Thank you in advance for helping out an apsiring mathematician! :)
I am currently self-studying matrix norms (in the context of machine learning but that is not necessary for my question), and I came across a blog post: https://r2rt.com/written-memories-understanding-deriving-and-extending-the-lstm.html#fnref8 that had the following chain of reasoning. For context, $\Delta s_t$ and $\Delta s_{t+1}$ are vectors $\in \mathbb{R}^{n}$, $[\phi'(c)]$ is a matrix $\in \mathbb{R}^{n \times n}$ and so is $W \in \mathbb{R}^{n \times n}$. I will also use $|v|$ to denote the euclidean norm of a vector and $||A||$ to denote the $2$-norm of a matrix; I don't think it matters which particular matrix norm it is.
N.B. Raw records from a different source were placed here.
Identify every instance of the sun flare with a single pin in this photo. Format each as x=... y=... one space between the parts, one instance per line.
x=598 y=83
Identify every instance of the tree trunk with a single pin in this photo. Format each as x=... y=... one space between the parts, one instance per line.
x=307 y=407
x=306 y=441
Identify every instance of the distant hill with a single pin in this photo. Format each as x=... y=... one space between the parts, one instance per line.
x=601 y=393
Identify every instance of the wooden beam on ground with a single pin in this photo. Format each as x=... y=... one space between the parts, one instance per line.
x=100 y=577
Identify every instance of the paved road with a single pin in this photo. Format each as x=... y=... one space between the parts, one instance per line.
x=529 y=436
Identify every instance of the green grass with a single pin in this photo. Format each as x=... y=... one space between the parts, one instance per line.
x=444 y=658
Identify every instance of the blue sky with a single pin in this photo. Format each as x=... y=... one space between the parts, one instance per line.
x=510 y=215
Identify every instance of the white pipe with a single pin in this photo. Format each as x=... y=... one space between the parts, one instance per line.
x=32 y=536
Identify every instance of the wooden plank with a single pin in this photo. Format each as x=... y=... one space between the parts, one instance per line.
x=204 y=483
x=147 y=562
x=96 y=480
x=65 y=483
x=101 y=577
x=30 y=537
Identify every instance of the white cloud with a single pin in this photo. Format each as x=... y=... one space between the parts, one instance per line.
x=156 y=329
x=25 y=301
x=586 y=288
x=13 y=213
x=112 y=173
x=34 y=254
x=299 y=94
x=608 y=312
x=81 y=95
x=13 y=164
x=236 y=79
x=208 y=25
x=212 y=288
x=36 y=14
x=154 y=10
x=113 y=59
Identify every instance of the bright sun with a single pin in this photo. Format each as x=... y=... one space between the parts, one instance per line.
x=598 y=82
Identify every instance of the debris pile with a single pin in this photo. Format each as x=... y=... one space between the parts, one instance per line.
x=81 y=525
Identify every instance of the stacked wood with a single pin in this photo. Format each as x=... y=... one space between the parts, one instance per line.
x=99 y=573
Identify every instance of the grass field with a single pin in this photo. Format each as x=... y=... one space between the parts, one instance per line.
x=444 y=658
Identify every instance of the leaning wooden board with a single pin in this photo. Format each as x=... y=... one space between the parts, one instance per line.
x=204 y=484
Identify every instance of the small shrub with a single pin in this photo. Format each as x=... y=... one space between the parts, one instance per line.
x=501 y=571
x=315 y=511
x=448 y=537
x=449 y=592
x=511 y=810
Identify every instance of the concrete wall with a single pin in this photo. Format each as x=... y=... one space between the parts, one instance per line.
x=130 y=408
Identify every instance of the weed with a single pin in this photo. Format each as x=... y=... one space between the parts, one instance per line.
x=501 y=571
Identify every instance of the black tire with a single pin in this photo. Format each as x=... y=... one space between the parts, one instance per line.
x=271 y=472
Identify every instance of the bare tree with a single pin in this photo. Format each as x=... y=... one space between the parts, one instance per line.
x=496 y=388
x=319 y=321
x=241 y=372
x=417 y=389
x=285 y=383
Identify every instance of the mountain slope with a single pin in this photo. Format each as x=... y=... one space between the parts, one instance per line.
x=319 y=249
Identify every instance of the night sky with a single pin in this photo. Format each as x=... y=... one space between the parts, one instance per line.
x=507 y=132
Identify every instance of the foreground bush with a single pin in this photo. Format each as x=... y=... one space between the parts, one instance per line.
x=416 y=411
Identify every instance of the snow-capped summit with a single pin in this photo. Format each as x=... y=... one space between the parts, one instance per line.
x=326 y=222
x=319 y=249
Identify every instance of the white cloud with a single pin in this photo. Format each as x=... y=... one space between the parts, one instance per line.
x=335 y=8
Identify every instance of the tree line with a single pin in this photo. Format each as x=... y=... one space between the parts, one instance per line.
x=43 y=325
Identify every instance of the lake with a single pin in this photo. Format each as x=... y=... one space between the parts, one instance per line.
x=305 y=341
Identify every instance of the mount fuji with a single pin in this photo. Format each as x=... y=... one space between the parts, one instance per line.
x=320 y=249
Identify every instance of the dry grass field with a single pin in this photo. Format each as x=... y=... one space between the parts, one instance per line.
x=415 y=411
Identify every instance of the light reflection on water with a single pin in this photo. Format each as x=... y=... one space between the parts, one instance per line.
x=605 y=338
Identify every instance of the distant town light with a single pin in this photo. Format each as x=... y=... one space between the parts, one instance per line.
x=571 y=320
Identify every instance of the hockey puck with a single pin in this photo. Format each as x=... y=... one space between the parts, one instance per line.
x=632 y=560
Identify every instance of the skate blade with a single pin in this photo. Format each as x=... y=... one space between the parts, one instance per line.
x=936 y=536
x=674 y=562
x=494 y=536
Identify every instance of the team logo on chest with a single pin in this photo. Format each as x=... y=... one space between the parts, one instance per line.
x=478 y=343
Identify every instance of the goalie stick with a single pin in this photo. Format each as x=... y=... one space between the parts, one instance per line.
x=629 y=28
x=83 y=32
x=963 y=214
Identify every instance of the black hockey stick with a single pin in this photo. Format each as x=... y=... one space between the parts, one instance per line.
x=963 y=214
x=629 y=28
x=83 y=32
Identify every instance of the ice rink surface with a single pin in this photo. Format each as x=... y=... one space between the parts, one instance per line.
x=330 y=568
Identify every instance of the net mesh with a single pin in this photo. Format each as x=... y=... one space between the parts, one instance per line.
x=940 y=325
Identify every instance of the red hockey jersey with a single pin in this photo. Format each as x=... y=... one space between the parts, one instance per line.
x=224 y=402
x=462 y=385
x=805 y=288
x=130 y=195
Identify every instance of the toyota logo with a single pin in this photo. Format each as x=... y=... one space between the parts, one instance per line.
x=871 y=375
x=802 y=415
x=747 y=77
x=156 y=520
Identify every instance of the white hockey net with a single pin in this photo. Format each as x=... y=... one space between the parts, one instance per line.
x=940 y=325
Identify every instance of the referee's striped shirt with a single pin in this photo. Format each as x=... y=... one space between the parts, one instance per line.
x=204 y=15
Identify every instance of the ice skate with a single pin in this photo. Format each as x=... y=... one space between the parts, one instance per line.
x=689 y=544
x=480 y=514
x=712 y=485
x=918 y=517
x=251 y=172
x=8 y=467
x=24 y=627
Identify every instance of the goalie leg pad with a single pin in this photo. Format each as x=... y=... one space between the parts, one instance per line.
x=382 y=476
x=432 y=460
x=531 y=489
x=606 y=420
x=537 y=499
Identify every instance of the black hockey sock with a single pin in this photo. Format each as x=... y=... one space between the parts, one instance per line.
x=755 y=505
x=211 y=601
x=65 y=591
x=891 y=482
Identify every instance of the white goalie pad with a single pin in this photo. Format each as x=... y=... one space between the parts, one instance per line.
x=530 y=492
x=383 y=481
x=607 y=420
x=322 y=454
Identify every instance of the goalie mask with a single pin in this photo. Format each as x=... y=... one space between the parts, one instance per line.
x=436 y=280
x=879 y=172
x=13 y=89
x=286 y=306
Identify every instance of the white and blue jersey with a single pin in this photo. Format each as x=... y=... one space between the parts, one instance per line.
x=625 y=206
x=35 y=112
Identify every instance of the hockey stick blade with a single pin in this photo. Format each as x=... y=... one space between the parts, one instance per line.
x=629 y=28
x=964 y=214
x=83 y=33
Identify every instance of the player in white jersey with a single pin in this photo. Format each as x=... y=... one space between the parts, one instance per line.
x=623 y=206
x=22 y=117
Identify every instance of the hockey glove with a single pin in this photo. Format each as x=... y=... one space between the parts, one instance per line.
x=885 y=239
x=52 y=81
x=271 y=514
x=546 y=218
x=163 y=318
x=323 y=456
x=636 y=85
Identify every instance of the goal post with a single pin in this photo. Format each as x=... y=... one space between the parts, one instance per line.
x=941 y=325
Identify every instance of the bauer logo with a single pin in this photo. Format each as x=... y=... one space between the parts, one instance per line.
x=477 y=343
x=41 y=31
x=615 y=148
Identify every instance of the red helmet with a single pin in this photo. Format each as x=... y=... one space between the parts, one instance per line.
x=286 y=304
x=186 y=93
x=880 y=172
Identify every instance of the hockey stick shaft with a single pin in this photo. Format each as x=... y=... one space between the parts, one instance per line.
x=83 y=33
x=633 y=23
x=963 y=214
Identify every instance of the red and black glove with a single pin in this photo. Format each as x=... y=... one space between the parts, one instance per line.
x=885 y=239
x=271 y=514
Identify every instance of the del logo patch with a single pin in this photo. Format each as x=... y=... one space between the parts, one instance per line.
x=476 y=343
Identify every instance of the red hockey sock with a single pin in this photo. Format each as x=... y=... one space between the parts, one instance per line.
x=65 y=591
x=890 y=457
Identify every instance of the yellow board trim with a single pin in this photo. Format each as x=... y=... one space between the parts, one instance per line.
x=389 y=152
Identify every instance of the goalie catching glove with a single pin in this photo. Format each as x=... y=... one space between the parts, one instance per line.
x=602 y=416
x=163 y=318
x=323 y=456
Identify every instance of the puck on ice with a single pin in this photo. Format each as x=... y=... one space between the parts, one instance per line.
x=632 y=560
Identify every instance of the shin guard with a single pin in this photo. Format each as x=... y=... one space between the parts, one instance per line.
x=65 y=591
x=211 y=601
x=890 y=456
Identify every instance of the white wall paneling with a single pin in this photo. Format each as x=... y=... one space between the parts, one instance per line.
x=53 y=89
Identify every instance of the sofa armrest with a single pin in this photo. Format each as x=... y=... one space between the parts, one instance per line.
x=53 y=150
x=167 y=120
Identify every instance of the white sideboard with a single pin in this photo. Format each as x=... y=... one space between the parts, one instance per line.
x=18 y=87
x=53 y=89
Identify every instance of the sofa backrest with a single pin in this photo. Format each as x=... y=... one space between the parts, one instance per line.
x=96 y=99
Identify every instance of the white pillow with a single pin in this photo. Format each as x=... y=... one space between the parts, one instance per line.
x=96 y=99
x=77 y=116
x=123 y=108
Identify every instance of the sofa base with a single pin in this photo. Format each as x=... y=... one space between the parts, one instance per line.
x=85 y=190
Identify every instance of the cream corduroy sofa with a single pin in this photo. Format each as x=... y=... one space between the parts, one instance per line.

The claim is that, if $$ \Delta s_{t+1} = [\phi'(c)]W\Delta s_t $$ holds, then clearly, $$ |\Delta s_{t+1}| = |[\phi'(c)]W\Delta s_t| $$ and if we apply the matrix 2-norm twice, then we will obtain the bound $$ |\Delta s_{t+1}| \leq ||[\phi'(c)]||\cdot||W||\cdot|\Delta s_t| $$
What I don't get is how we can apply the matrix $2$-norm since we are dealing with scalars here. I tried inserting the identity matrix and using the properties of norms, but to no avail. I also tried working backwards from the result, where I obtain that $$ ||[\phi'(c)] W |\Delta s_t||| \leq ||[\phi'(c)]||\cdot||W||\cdot|\Delta s_t| $$ but I couldn't progress further.
Any explanation about why the claim is correct would be really appreciated, as I have spent quite a lot of time on this, and I can't figure out how to progress. Thank you in advance!